Molecular phylogenies 2 Flashcards
Bootstrapping
Bootstrapping is used to measure the uncertainty of the estimate of the phylogenetic tree.
It involves the permutations of the original data to create a large number of pseudoreplicates data sets.
A tree is generated from these data sets and the frequency with which clusters occur in these replicates is a measure of reliability.
> 70% is considered robust.
Long branches tend to be more robust as there has been more change so there is more power.
Molecular clock hypothesis
Molecular changes in genetic material (such as DNA or protein sequences) occur at a relatively constant rate over time.
This based on the theory of molecular evolution which assumes a more constant rate of molecular change compared to the selectionist model.
-> In moden molecular clocks the variation in evolutionary rates can be modelled
This means they can be used to work out the divergence dates and the date of the common ancestor.
Why can’t we look at morphological data?
There is a dramatic variability in morpholical evolution compared to molecular evolution.
Example:
Dog breeds: huge variation in the last 5000 years
Domesticated plants: huge variation in appearance (e.g. huge tomato vs small purple tomato)
Coalacanths: Little variation in the last 100,000,000 years.
Opposing theories of molecular evolutions: Neutralist positions and the selectionist position
What causes the molecular variations that can be seen?
Neutralist: Observed molecular variations are due to neutral mutations which do not confer a fitness advantage/ disadvantage, so they accumulate over time via drift.
Selectionist: Observed molecular variations are a result of natural selection where beneficial mutations increase in frequency and deleterious mutations decrease -> balancing, directional and frequency dependent selection.

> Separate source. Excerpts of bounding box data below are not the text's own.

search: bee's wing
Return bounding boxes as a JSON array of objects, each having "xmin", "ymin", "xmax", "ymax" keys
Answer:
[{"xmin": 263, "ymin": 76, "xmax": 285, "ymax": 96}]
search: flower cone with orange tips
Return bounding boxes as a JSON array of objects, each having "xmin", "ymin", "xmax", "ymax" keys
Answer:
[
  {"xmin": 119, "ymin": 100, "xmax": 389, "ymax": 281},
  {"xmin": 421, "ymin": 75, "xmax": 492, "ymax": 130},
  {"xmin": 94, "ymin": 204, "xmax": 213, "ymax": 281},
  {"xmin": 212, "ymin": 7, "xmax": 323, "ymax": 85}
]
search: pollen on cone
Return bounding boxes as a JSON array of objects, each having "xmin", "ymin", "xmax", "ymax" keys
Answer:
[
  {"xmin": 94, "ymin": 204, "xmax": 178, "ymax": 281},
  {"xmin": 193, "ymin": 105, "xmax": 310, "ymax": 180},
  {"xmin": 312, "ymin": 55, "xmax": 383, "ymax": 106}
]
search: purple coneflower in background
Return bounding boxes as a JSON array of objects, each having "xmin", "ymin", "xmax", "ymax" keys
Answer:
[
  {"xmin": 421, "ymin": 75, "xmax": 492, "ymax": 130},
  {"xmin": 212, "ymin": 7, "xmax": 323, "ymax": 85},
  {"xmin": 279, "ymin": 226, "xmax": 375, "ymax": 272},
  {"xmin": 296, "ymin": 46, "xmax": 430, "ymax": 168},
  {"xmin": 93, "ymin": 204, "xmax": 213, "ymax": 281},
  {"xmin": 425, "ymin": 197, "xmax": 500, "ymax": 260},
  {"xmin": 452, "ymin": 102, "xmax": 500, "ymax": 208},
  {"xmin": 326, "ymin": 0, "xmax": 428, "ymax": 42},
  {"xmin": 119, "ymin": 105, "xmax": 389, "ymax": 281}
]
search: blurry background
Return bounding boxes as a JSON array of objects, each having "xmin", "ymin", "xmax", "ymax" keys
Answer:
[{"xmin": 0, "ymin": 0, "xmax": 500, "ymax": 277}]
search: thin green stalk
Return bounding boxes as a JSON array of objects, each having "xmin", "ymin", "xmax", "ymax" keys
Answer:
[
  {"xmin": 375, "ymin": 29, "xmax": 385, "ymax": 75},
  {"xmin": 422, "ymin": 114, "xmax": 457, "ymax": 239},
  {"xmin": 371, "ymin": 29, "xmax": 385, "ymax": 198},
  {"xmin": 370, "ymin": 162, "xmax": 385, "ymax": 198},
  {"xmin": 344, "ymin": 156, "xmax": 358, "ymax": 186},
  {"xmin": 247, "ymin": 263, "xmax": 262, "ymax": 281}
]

These theories are not mutually exclusive, and both cases occur
But there is evidence that genes within an genome evolve at different rates and that species also evolve at different rates.
- Also even if all molecular variation was neutral and there was a constant mutation rate, substitution rate would not be constant due to varying population sizes.
What are modern molecular clocks used for?
1) Understanding why some genes/ gene regions/ species evolve faster than others.
-> compare the rate of evolution of different genes and look at their function.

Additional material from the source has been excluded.